An R package to establish and work within a data collection framework.
Installation
# install.packages("remotes")
remotes::install_github("dissc-yale/dcf")Get Started
Projects
Full Projects
A data collection project ultimately consists of source and bundle projects:
Start by initializing the overall project:
dcf_init("collection_project")Then add a source project, which will ingest data from a single source, and produce a standardized data file:
dcf_add_source("source_a", "collection_project")And add a bundle project, which will use the standardized source files to produce a data product:
dcf_add_bundle("bundle_a", "collection_project")Standalone projects
source and bundle projects can also exist on their own, outside of a full project.

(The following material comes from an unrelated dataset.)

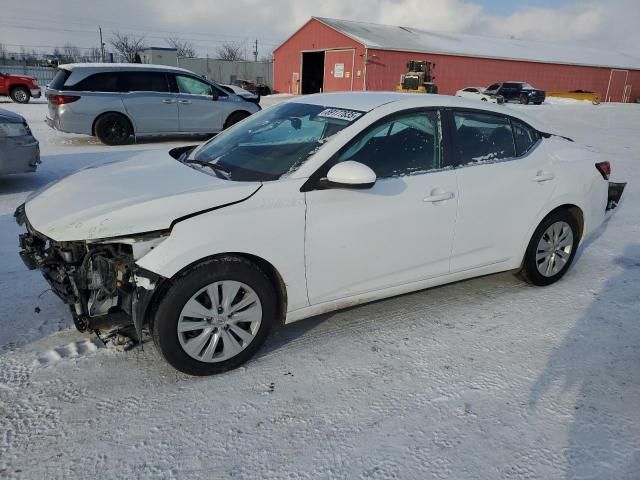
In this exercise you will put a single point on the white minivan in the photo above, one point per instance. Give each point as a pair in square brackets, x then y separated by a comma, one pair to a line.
[116, 101]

This might be useful if a source project is particularly big, takes a while to run, or has some special processes you want to build up outside of a full project.
Standalone bundle projects might be useful as a way to make more independent and/or varied outputs from a single full collection project.
The dcf_add_source and dcf_add_bundle functions can be used to initialize these standalone projects, and the dcf_build, dcf_process, and dcf_check functions work the same on them.
Processing
Once the source and bundle scripts have been written, the project can be built:
dcf_build("collection_project")This runs dcf_process and dcf_check on each sub-project, then writes a report to collection_project/report.json.gz, which includes processing details (like logs and timing) and metadata from the standardized data files.